GSI-Bench: Exploring Spatial Intelligence from a Generative Perspective

Language: English | 中文见 README_zh.md

🎉 Accepted to CVPR 2026

Official implementation of the paper:

Exploring Spatial Intelligence from a Generative Perspective CVPR 2026 [Paper] [arXiv] [Project Page]

GSI-Bench evaluates the ability of generative models to understand and manipulate 3D spatial relationships in indoor scenes.

Metric	Full Name	What It Measures
IC	Instruction Compliance	Does the output actually perform the requested spatial operation?
SA	Spatial Accuracy	Is the 3D displacement, rotation, or scale close to the ground-truth geometry?
AC	Appearance Consistency	Are object identity, category, and appearance preserved after editing?
EL	Edit Locality	Is the rest of the scene left untouched outside the intended region?

Quick Navigation

If you only want to evaluate your model on GSI-Bench, go directly to Evaluation.

Steps 1 and 2 document how we constructed the benchmark data.
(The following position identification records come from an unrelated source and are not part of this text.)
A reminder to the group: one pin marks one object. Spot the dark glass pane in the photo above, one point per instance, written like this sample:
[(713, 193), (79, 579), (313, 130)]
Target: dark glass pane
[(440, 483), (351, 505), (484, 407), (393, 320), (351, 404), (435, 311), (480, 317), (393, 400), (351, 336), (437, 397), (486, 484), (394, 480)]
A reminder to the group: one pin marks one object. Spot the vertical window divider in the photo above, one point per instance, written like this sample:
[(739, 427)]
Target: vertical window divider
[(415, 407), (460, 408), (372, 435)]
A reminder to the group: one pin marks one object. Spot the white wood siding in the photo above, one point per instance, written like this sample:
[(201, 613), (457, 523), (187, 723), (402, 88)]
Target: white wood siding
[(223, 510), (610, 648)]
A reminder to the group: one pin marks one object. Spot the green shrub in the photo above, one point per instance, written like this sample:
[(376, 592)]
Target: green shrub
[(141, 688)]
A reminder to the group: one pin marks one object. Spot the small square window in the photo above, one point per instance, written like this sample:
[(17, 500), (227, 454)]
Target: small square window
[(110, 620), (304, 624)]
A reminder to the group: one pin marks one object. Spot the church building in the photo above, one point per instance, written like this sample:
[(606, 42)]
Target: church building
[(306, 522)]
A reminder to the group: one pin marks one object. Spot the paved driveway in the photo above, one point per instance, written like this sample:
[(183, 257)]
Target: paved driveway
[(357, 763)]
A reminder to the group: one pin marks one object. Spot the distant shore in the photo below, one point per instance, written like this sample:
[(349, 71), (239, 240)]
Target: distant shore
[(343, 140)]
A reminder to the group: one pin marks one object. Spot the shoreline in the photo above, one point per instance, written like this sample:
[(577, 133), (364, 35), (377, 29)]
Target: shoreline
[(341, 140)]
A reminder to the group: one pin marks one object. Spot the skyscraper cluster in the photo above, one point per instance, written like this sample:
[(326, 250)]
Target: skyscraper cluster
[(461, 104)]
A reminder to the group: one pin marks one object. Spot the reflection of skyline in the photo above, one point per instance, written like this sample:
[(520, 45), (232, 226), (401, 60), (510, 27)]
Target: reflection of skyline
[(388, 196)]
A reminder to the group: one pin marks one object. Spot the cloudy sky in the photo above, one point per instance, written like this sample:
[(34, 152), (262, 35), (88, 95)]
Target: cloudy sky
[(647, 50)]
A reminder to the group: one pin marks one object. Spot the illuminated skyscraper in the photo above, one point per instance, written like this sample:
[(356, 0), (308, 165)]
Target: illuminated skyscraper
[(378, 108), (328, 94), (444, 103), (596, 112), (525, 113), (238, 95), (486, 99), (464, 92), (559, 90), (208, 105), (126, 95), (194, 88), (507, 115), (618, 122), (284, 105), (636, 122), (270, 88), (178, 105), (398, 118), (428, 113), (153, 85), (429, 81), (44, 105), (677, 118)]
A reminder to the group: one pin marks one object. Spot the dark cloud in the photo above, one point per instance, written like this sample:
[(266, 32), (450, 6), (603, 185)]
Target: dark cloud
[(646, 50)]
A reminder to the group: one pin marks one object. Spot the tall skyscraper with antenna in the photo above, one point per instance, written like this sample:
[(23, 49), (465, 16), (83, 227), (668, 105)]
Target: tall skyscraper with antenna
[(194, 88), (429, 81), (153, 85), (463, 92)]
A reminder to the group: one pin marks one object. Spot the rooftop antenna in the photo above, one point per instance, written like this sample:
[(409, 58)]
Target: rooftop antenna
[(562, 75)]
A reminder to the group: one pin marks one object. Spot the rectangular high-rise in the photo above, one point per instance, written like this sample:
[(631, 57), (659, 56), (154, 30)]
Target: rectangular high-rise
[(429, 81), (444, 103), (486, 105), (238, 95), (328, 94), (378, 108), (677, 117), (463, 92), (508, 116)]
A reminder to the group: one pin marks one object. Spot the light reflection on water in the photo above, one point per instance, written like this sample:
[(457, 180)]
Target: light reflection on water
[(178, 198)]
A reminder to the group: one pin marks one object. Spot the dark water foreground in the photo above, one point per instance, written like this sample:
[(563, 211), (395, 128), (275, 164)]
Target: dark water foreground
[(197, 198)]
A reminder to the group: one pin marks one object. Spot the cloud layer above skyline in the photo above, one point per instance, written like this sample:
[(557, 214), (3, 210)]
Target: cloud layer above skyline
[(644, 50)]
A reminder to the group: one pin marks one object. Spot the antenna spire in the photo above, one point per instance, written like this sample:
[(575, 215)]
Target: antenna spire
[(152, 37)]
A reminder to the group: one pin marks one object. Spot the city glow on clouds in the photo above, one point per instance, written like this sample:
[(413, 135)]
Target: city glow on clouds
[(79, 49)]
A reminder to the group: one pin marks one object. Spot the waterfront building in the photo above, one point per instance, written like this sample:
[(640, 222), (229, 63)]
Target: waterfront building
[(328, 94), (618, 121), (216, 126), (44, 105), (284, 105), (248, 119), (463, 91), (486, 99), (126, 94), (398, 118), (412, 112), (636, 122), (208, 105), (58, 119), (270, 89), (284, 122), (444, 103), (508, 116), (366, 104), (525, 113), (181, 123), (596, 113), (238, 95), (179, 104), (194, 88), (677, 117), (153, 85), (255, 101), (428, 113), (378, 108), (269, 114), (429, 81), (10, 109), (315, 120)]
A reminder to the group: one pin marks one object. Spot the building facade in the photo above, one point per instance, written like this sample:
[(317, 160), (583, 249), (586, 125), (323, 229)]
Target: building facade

They are open-sourced for transparency and reproducibility, but are not required for running evaluations.

GSI-Bench/
├── evaluation/     # Evaluation framework (IC / SA / EL / AC)  ← start here
├── robothor/       # [Optional] Data generation pipeline 1: RoboTHOR indoor scenes
├── mesatask/       # [Optional] Data generation pipeline 2: MesaTask tabletop scenes
├── paper/          # Paper PDF
└── tests/          # Unit & integration tests

Evaluation

What you can reproduce:

Goal	Needs	Doc
Run IC/SA/EL/AC on your edited images	Eval datasets + weights + `eval/<model>/` layout	This section
Reproduce paper BAGEL × fine scores	Download `bagel_example/` (~265MB, not in Git)	`REPRODUCE_BAGEL_RESULTS.en.md`
Regenerate BAGEL images	External BAGEL repo (not full stack here)	Same doc, Section 8

1. Environment Setup

conda create -n gsi-eval python=3.10 -y
conda activate gsi-eval

cd evaluation

# Install PyTorch matching your CUDA version (example: CUDA 11.8)
pip install torch torchvision --index-url https://download.pytorch.org/whl/cu118

# Install mmcv with C++ ops
pip install -U openmim && mim install mmcv

# Install remaining dependencies
pip install -r requirements.txt

# Optional: build GroundingDINO for text-prompt detection
pip install -e ./src/groundingdino --no-build-isolation

2. Download Model Weights

Install the Hugging Face CLI first if needed:

pip install -U huggingface_hub

Weight	Size	Source
`other_exp_ckpt.pth` (DetAny3D)	~500MB	OpenDriveLab/DetAny3D
`sam_vit_h_4b8939.pth` (SAM ViT-H)	~2.4GB	Meta AI
`dinov2_vitl14_pretrain.pth` (DINOv2)	~1.1GB	Meta AI
`groundingdino_swinb_cogcoor.pth` (optional)	~690MB	IDEA-Research
`step_10000_nocfg/ema.safetensors` (BAGEL fine-tune, optional generation checkpoint)	~28GB	GSI-Bench/bagel_finetune_step_10000_nocfg

After the checkpoint file is present in the model repo, download it with:

hf download GSI-Bench/bagel_finetune_step_10000_nocfg \
  step_10000_nocfg/ema.safetensors \
  --local-dir bagel_finetune_step_10000_nocfg

Place all weights in one directory, then run:

bash prepare_weights.sh <path_to_weight_directory>
# Creates symlinks under checkpoints/ and GroundingDINO/weights/

3. Download Evaluation Datasets

Download the four GSI-Bench evaluation dataset archives from Hugging Face:

hf download GSI-Bench/GSI-Bench \
  fine_dataset.zip mesatask_dataset.zip bathroom_dataset.zip robothor_dataset.zip \
  --repo-type dataset --local-dir GSI-Bench

Then prepare the dataset links:

cd evaluation
bash prepare_datasets.sh ../GSI-Bench
# Creates symlinks: fine_dataset/  mesatask_dataset/  bathroom_dataset/  robothor_dataset/

The dataset page also includes a small preview split for the Hugging Face Dataset Viewer: https://huggingface.co/datasets/GSI-Bench/GSI-Bench.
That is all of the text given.